PTEN is a tumor suppressor protein. Promising anti-cancer agents, HDAC inhibitors, particularly trichostatin A (TSA), can promote PTEN membrane translocation. Meng et al. (2016) reveals that non-selective HDAC inhibitors, such as TSA or suberoylanilide hydroxamic acid (SAHA), induces PTEN membrane translocation through PTEN acetylation at K163 by inhibiting HDAC67. Similarly, treatment with an HDAC6 inhibitor alone promoted PTEN membrane translocation and correspondingly dephosphorylated AKT. The combination of celecoxib and an HDAC6 inhibitor synergistically increases PTEN membrane translocation and inactivated AKT (Zhang and Gan, 2017).

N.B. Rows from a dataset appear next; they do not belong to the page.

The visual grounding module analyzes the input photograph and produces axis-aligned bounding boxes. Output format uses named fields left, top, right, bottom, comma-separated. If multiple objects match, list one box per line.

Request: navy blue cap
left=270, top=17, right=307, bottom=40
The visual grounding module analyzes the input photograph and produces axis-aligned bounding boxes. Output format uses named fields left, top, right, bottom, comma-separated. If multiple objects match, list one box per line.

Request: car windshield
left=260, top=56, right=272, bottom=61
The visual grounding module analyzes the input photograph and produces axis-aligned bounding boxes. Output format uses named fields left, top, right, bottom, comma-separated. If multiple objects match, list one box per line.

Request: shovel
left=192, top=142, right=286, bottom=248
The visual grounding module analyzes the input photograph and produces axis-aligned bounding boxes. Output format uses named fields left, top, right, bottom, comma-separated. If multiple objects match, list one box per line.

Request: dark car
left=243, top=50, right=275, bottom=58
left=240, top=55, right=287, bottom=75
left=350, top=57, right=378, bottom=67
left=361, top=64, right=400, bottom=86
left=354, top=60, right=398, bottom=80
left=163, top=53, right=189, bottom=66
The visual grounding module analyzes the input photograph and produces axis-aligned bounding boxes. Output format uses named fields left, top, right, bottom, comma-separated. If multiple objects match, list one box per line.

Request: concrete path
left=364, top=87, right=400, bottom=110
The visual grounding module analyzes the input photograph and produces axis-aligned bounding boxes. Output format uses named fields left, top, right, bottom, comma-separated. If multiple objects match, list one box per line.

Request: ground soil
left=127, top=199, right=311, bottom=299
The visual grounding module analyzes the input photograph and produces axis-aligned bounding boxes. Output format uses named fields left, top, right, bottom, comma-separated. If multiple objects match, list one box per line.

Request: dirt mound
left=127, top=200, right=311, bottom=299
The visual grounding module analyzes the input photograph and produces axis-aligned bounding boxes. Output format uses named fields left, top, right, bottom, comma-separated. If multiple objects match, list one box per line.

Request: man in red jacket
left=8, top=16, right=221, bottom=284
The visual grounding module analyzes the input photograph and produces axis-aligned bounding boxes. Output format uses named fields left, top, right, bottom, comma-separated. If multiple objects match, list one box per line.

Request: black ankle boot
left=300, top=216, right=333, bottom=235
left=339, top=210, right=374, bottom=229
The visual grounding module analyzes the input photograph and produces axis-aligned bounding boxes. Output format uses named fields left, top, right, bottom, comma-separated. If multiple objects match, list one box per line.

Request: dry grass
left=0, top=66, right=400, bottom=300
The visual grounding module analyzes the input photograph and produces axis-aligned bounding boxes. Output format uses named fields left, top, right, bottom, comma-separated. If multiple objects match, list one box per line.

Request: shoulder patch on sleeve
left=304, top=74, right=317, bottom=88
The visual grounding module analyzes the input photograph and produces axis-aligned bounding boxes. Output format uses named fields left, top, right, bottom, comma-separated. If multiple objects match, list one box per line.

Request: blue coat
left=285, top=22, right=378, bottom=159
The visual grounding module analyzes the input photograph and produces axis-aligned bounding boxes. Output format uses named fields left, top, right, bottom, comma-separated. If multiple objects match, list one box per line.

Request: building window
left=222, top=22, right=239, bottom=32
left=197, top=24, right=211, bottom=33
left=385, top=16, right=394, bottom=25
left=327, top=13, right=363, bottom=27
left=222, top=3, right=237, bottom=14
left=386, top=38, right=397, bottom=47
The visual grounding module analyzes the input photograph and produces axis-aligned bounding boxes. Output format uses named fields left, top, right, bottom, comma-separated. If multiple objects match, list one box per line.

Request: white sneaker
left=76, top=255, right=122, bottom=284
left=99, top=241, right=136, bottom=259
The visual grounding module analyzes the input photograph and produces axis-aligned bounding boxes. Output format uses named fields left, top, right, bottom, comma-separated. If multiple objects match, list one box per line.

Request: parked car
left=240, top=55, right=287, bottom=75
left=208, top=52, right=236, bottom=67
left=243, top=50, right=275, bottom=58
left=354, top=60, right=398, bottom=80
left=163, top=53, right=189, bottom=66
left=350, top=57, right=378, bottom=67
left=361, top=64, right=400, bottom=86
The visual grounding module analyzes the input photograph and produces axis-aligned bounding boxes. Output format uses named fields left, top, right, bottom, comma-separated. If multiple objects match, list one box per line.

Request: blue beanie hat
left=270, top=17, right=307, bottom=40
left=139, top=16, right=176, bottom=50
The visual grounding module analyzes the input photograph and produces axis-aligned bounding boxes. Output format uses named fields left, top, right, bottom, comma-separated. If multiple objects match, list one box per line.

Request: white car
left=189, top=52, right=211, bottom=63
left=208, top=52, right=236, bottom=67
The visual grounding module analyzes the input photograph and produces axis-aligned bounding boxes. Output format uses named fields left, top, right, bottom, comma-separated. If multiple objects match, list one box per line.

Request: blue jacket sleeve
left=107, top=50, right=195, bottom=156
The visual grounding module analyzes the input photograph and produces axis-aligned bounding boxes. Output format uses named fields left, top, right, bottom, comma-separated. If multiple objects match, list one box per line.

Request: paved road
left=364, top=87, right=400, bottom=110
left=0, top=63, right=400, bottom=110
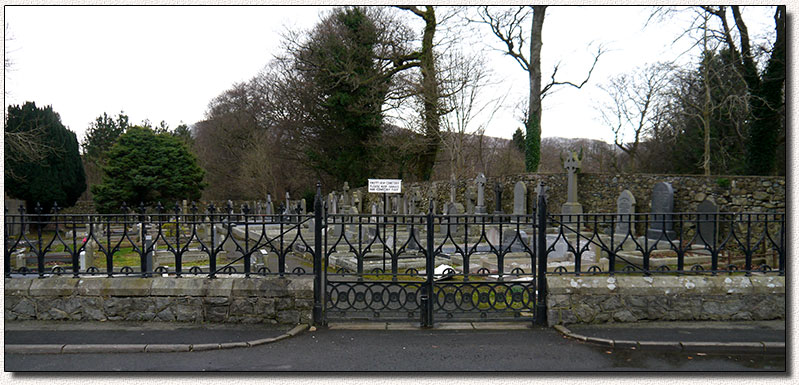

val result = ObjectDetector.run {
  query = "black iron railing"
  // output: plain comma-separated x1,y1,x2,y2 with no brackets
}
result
4,186,786,326
547,212,786,275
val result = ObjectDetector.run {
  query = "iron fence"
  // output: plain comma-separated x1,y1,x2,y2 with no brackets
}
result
547,212,786,275
4,185,786,326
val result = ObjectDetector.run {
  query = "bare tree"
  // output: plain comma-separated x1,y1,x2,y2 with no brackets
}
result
599,62,673,172
472,5,604,172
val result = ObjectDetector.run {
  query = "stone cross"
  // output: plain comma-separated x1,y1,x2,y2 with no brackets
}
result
474,173,486,214
696,198,719,246
513,181,527,215
646,182,675,240
613,190,635,236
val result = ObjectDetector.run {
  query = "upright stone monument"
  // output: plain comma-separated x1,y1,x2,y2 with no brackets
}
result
264,194,275,220
341,182,352,208
614,190,635,236
533,181,549,210
696,198,719,246
646,182,676,240
474,173,486,214
465,186,477,214
561,151,583,218
408,189,420,215
327,191,338,214
513,181,527,215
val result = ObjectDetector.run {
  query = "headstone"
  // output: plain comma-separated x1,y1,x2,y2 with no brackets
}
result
408,190,420,215
449,174,457,202
613,190,635,236
494,182,502,214
513,181,527,215
696,198,719,246
264,194,275,215
646,182,675,240
474,173,486,214
533,181,549,210
341,182,352,209
466,186,477,214
352,191,363,212
439,202,465,235
561,151,583,222
328,191,338,214
388,195,399,214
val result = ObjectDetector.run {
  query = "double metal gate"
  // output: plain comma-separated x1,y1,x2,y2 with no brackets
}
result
317,196,546,326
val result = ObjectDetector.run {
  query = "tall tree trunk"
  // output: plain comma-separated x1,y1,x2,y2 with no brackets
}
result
419,6,441,180
744,6,786,175
524,5,546,172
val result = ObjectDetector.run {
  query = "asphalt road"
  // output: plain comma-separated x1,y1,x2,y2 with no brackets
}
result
4,328,786,373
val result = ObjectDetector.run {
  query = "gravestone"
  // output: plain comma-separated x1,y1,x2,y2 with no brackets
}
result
408,190,420,215
327,191,338,214
561,151,583,222
614,190,635,236
352,191,363,212
449,174,457,202
513,181,527,215
494,181,502,214
341,182,352,211
466,186,477,214
474,173,486,214
533,181,549,210
696,198,719,246
646,182,675,240
264,194,275,216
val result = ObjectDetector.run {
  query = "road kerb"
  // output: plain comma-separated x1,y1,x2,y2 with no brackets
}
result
144,344,191,353
61,344,147,354
4,324,310,354
4,344,64,354
553,325,785,354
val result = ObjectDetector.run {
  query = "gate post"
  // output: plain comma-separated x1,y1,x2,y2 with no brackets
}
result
535,182,547,325
313,181,325,326
421,199,436,328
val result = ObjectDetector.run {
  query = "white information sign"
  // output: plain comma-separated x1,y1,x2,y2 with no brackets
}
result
369,179,402,194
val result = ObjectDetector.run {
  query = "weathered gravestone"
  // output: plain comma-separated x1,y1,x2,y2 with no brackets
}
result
264,194,275,220
696,198,719,246
646,182,675,240
474,173,486,214
614,190,635,236
466,186,477,214
561,151,583,222
513,181,527,215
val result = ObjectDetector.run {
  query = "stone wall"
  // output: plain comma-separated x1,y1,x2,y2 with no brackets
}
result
547,275,785,326
353,172,786,213
4,277,313,325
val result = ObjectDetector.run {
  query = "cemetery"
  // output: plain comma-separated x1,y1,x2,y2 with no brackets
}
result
6,153,785,324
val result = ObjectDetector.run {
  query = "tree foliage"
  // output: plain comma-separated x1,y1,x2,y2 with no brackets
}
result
4,102,86,212
81,112,129,164
294,7,390,186
92,126,205,213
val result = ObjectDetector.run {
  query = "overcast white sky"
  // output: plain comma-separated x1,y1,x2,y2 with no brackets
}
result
5,6,773,146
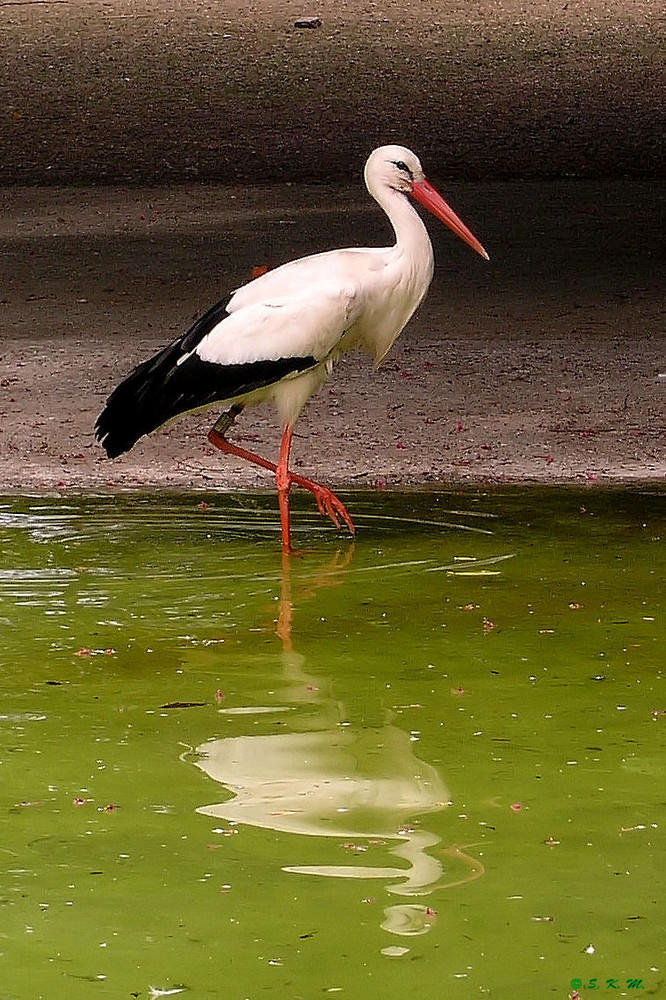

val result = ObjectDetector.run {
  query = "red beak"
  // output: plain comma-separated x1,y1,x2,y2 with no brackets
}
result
412,178,490,260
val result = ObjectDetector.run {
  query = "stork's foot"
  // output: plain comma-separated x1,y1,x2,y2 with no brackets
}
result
289,472,356,535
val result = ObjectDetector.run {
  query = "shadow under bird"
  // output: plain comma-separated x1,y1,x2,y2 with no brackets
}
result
95,145,489,552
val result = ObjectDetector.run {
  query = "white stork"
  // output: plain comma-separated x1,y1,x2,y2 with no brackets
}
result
95,146,488,552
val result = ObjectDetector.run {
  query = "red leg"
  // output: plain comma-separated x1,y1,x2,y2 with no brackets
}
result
208,409,356,552
275,424,294,552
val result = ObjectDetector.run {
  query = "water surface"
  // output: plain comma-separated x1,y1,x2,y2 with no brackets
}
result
0,489,666,1000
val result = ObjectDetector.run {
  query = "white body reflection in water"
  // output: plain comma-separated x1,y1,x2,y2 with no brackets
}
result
197,726,449,934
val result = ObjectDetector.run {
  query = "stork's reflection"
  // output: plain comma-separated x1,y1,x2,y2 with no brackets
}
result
192,549,480,935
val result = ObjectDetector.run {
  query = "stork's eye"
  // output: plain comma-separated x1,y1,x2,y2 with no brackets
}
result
393,160,412,177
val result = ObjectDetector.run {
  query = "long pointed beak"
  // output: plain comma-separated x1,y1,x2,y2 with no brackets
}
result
412,178,490,260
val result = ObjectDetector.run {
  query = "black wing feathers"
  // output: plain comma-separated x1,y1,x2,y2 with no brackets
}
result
95,299,317,458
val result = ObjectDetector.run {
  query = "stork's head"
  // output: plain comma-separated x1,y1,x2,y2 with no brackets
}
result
365,146,490,260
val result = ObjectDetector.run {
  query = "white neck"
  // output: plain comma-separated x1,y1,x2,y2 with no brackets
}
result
370,185,433,269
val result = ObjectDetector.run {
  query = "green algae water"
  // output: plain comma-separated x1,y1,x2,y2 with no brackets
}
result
0,489,666,1000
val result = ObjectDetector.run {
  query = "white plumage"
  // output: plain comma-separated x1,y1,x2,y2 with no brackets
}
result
95,146,488,551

Our results show that multiple treatments improve efficiency of drugs for curing AML. This can be biologically explained. HDAC inhibitors have emerged as a potent and promising strategy for the treatment of leukemia via inducing differentiation and apoptosis in tumor cells (Jin et al., 2016). A phase II study with 37 refractory acute myelogenous leukemia (AML) patients shows only minimal activity of Vorinostat (HDACi), and Vorinostat fails to control the leukocyte count among most AML patients (Schaefer et al., 2009). A preclinical study reveals that the combination regimen of chidamide (a novel orally active HDAC inhibitor) and IDA could rapidly diminish the tumor burden in patients with refractory or relapsed AML (Li et al., 2017). A Phase II trial of Vorinostat with idarubicin (IDA) and Ara-C for patients with newly diagnosed AML or myelodysplastic syndrome reveals good activity with overall response rates of 85%. No excess toxicity due to Vorinostat is observed (Garcia-Manero et al., 2012). Taken together, HDACs in combination therapy with IDA or other chemotherapeutic drugs show encouraging clinical activity in different hematologic malignancies. This explains that the combination of HDAC and IDA is the best treatment.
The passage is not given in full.